2. Offen sein - für alle Menschen Gert Flessing Ja, eine Kirche, die auch für die Menschen weit offen ist. Ich glaube, dass wir das brachen. Die Idee der Forster Pfarrer ist gut. Natürlich gehört dazu, das man selbst auch bereit sein, sich für alle zu öffnen. Das Gespräch mit dem frustrierten Menschen, der AfD wählt, zeigt, wie nötig es ist - auch wenn man jemanden nicht überzeugen kann.
Die Flüchtlingspolitik polarisiert natürlich und - die Ängste der Menschen sind da. Dass sie gerade in der Nähe der polnischen Grenze besonders hoch sind, verstehe ich. Grenzregionen sind immer sensibel. Aber so wenig, wie wir die Migranten verteufeln dürfen, sollten wir sie zu sehr positiv betrachten. Sie sind Menschen und Menschen sind nicht per se gut. Jeder von uns weiß ja, das jemand, der neu in den Ort kommt, egal woher er ist, skeptisch betrachtet wird.

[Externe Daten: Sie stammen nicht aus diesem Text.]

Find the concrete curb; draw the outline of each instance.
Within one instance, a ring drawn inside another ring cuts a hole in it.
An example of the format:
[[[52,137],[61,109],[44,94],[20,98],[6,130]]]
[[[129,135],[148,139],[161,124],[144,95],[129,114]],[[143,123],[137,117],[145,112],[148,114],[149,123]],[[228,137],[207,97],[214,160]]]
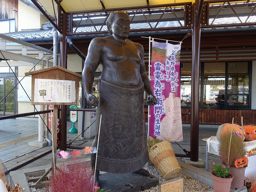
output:
[[[211,173],[181,161],[178,161],[178,162],[181,168],[181,173],[213,188],[213,184]]]
[[[89,162],[91,160],[90,157],[87,157],[82,159],[82,161],[84,162]],[[65,162],[57,163],[58,166],[60,163],[65,163]],[[28,182],[25,174],[30,172],[35,172],[40,170],[47,170],[51,167],[51,165],[47,165],[38,167],[27,168],[19,170],[13,171],[11,171],[10,173],[12,179],[13,183],[16,184],[19,183],[19,184],[21,188],[24,188],[25,192],[31,192],[31,190],[28,186]]]

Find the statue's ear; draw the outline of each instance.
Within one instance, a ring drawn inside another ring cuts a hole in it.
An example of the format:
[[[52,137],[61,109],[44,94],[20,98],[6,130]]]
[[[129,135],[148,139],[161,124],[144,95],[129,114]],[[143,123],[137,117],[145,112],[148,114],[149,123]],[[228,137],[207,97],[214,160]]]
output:
[[[108,28],[109,29],[109,30],[112,31],[111,30],[112,29],[112,25],[111,24],[111,23],[108,23]]]

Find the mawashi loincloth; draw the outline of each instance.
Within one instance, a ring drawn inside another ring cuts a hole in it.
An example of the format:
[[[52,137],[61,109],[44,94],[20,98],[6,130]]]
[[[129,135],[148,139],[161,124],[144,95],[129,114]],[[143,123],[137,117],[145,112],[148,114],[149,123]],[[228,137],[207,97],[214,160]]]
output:
[[[102,115],[96,169],[113,173],[133,172],[148,160],[145,124],[144,84],[126,87],[100,79],[96,112],[96,147]]]

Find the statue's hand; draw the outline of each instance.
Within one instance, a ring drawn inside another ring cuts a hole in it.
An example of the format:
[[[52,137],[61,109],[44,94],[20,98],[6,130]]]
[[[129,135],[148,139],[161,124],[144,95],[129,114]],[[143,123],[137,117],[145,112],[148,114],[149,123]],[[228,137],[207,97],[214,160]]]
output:
[[[152,95],[148,95],[147,100],[148,104],[149,105],[156,105],[157,100],[156,97]]]
[[[97,98],[92,94],[89,94],[87,96],[87,103],[94,107],[97,107],[99,104],[99,100]]]

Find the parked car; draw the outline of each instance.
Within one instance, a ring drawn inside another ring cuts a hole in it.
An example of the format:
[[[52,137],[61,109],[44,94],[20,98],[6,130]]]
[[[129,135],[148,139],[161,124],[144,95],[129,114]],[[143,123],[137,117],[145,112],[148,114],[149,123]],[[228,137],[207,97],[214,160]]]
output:
[[[186,103],[191,101],[191,96],[188,95],[181,95],[180,97],[181,100],[185,101]]]
[[[214,99],[218,97],[219,93],[216,92],[212,92],[210,94],[210,99]]]

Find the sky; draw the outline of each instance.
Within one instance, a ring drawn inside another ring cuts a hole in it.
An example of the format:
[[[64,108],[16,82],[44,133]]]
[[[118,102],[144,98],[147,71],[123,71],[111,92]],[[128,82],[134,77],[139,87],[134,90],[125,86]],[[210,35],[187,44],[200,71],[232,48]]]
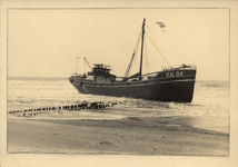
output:
[[[199,8],[9,10],[8,76],[70,77],[89,71],[86,57],[121,77],[143,18],[143,73],[168,61],[197,66],[197,79],[229,80],[229,10]],[[131,75],[139,71],[139,55]]]

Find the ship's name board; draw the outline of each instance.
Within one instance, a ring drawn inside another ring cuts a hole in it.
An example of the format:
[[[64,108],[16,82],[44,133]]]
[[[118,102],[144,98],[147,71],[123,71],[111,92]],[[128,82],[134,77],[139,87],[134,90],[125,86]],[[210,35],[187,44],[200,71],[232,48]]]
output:
[[[169,77],[180,77],[180,76],[184,76],[182,71],[173,71],[173,72],[167,72],[166,73],[166,78],[169,78]]]

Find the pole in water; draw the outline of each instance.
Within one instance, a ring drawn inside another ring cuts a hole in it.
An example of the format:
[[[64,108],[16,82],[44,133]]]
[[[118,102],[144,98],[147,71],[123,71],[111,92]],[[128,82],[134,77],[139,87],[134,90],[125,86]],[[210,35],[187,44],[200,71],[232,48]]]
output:
[[[76,73],[77,73],[77,70],[78,70],[78,59],[79,59],[79,57],[76,58]]]

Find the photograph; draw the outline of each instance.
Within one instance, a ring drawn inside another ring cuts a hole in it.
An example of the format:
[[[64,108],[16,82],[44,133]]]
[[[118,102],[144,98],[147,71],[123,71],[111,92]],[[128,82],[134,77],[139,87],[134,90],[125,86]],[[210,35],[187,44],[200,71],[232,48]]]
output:
[[[6,11],[7,155],[231,156],[230,8]]]

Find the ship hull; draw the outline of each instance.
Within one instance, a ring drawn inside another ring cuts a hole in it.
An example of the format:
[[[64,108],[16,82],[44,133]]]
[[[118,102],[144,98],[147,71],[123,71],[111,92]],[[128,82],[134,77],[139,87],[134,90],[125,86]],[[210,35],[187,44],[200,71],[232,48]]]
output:
[[[131,82],[96,84],[73,77],[69,78],[69,80],[81,94],[191,102],[195,77],[196,70],[172,70],[160,71],[153,79]]]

Schon von daher ist das offene Gespräch, das niemanden außen vor lässt, wichtig.
Ich habe es, zu meiner Zeit im Amt, immer wieder geführt. Auch in der Kneipe, wenn es sich anbot. Aber auch wir haben, als eine Flüchtlingsunterkunft in unserem Ort eröffnet wurde, die Kirche für eine große Bürgersprechstunde geöffnet, die sich, in jeder Hinsicht, bezahlt gemacht hat.
Bei alle dem dürfen wir nie vergessen, das wir Kirche sind und nicht Partei. Dann werden wir auch das für diese Arbeit notwendige Vertrauen bei allen Seiten finden.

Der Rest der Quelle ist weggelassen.